Training Data Drives Brain-LLM Alignment Across Languages

An arXiv preprint by Dongxin Guo et al., posted 21 May 2026, reports that brain-LLM alignment was measured using fMRI data from 112 participants across English, Chinese, and French reading the Le Petit Prince corpus (arXiv:2605.23032). The study evaluated seven LLMs spanning English-dominant, Chinese-dominant, and multilingual models and finds that training-language dominance, rather than typology alone, primarily predicts cross-linguistic alignment patterns, according to the preprint. The paper reports that a Chinese-dominant model, Baichuan2-7B, architecture-matched to LLaMA-2-7B, reverses the alignment gradient by aligning best with Chinese brains and worst with English; it also reports that typological distance covaries with alignment degradation, that syntax-associated regions (IFG) show a 2.3x steeper typological gradient than lexico-semantic regions (PTL), and that tokenization fertility accounts for roughly 60% of a cross-linguistic shift in optimal encoding layer. Editorial analysis: The results suggest that previously reported "English advantage" in brain-LLM studies may reflect training-data composition rather than an inherent language-specific alignment property, with implications for multilingual evaluation and cognitive interpretation.
What happened
The paper titled Brain-LLM Alignment Tracks Training Data, Not Typology was posted to arXiv on 21 May 2026 and archived on OpenReview for CoNLL 2026 (arXiv:2605.23032; OpenReview entry published 18 May 2026). The authors report analyses using fMRI recordings from 112 participants across English, Chinese, and French who read aligned texts from the Le Petit Prince corpus. The preprint evaluates seven LLMs described as English-dominant, Chinese-dominant, or multilingual and assesses how model representations map to the human language network.
Technical details
Per the arXiv preprint, the authors compare architecture-matched models to isolate the effect of training-language dominance; the paper highlights Baichuan2-7B (Chinese-dominant) versus LLaMA-2-7B (English-dominant) as a key contrast that reverses the alignment gradient, aligning best with Chinese brains and worst with English.
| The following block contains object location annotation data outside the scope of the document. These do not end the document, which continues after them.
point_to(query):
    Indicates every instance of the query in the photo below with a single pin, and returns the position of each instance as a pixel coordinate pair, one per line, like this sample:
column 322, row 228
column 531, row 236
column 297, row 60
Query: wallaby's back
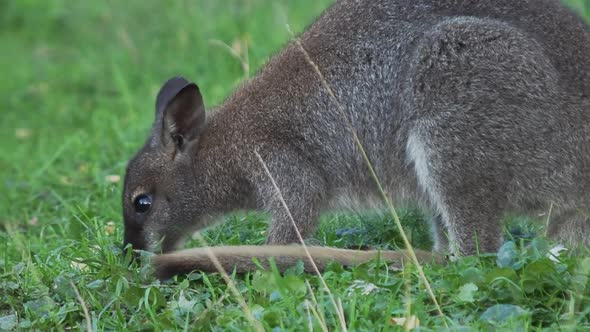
column 471, row 108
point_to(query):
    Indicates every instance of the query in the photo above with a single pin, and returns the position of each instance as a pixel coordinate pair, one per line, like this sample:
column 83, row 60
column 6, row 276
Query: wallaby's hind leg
column 469, row 210
column 301, row 188
column 570, row 227
column 475, row 85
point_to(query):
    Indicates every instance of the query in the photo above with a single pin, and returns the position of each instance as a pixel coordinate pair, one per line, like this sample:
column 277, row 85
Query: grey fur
column 470, row 108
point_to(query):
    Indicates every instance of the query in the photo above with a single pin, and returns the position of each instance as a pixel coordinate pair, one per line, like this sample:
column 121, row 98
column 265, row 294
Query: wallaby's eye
column 142, row 203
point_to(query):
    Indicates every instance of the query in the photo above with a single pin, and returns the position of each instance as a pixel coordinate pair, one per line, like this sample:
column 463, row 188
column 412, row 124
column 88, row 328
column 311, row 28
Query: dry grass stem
column 382, row 192
column 230, row 284
column 84, row 308
column 311, row 261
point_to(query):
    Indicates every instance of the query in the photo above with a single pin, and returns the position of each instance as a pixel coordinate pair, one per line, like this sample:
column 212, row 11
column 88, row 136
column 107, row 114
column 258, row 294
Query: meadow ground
column 77, row 101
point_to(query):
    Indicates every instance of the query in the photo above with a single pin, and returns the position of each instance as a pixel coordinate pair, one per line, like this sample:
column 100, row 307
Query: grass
column 77, row 101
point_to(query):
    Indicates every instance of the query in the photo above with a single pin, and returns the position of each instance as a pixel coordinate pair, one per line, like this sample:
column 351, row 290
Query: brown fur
column 469, row 108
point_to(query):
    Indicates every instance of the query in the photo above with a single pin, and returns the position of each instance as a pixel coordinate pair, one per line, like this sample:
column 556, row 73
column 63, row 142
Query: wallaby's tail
column 240, row 258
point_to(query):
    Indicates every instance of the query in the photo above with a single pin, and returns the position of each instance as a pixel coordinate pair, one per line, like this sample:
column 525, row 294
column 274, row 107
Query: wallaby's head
column 158, row 194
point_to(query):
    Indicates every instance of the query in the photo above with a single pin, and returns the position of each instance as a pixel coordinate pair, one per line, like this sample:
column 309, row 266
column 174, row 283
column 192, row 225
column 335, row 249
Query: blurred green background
column 79, row 79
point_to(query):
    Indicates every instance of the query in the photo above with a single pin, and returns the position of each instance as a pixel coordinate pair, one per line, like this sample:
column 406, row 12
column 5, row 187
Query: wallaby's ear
column 180, row 109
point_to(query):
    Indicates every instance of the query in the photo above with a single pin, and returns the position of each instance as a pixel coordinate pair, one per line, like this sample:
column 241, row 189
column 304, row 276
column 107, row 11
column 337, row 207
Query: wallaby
column 469, row 108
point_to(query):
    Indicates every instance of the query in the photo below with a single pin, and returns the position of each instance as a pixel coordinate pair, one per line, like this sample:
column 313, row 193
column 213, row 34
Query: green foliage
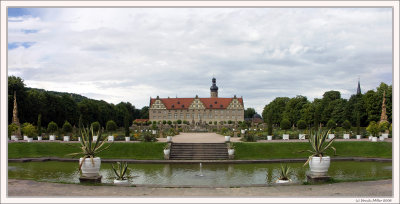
column 52, row 127
column 96, row 126
column 301, row 124
column 331, row 124
column 346, row 125
column 284, row 172
column 147, row 137
column 285, row 124
column 373, row 128
column 383, row 126
column 89, row 147
column 120, row 170
column 111, row 126
column 319, row 144
column 67, row 127
column 39, row 123
column 12, row 129
column 28, row 129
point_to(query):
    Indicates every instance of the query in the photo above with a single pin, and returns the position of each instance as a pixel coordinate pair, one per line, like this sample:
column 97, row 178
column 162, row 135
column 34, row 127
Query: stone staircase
column 198, row 151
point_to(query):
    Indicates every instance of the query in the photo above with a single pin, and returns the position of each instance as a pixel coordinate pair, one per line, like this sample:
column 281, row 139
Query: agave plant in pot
column 89, row 164
column 284, row 174
column 319, row 162
column 121, row 172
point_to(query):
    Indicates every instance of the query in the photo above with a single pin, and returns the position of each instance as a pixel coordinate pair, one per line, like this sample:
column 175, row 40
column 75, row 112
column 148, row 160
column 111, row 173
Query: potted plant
column 347, row 127
column 373, row 129
column 120, row 171
column 110, row 127
column 89, row 164
column 284, row 174
column 67, row 128
column 318, row 161
column 231, row 149
column 285, row 125
column 52, row 128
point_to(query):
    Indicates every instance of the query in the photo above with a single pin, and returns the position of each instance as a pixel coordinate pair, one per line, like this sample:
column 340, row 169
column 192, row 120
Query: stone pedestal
column 317, row 179
column 91, row 179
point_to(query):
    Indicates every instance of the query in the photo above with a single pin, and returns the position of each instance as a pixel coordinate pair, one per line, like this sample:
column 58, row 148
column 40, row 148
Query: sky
column 132, row 54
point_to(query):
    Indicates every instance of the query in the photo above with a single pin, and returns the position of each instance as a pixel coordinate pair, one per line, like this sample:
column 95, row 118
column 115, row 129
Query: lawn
column 285, row 150
column 150, row 150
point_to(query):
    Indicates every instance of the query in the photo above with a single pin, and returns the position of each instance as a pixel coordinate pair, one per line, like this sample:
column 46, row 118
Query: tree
column 67, row 127
column 249, row 112
column 96, row 126
column 373, row 128
column 111, row 126
column 301, row 124
column 29, row 130
column 285, row 124
column 331, row 124
column 126, row 125
column 346, row 125
column 52, row 127
column 39, row 123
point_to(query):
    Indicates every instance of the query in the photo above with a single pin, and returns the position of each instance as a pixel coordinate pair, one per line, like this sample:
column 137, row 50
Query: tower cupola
column 214, row 88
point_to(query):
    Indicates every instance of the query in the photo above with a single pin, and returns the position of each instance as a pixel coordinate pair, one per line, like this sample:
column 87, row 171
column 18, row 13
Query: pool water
column 189, row 174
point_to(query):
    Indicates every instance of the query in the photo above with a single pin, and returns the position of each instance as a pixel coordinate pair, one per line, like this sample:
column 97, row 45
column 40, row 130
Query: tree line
column 60, row 107
column 359, row 109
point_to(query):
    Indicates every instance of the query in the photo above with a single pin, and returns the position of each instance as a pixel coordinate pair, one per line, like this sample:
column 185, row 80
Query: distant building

The study reports that formal typological distance independently covaries with alignment degradation, that syntax-associated brain regions (IFG) exhibit a 2.3x steeper typological gradient than lexico-semantic regions (PTL), and that tokenization fertility statistically accounts for about 60% of a cross-linguistic shift in the optimal encoding layer, according to the reported analyses.
Context and significance
Editorial analysis: The paper reframes the common observation of an "English advantage" in brain-LLM alignment as largely driven by training-data composition rather than language-intrinsic alignment properties. For researchers comparing brain and model representations across languages, the finding underscores the need to control for training-language dominance, tokenizer design, and corpus composition when interpreting alignment metrics. The reported concentration of residual typological effects in syntactic regions points to a plausible dissociation between syntax and lexico-semantic representation in cross-linguistic alignment studies.
What to watch
For practitioners: replication on more typologically diverse language sets and larger models, systematic variation of tokenizer schemes, and analyses that decouple architecture from training-corpus composition will clarify how general these patterns are. Observers should also track whether future encoding studies confirm the reported 2.3x IFG/PTL gradient difference and the approximately 60% contribution of tokenization fertility to layer-shift effects.
Scoring Rationale
The paper reports a clear, reproducible effect linking model training-language dominance to brain alignment, which matters for cognitive modeling and multilingual evaluation. It is notable but specialized to brain-model comparison and requires replication across more languages and model scales.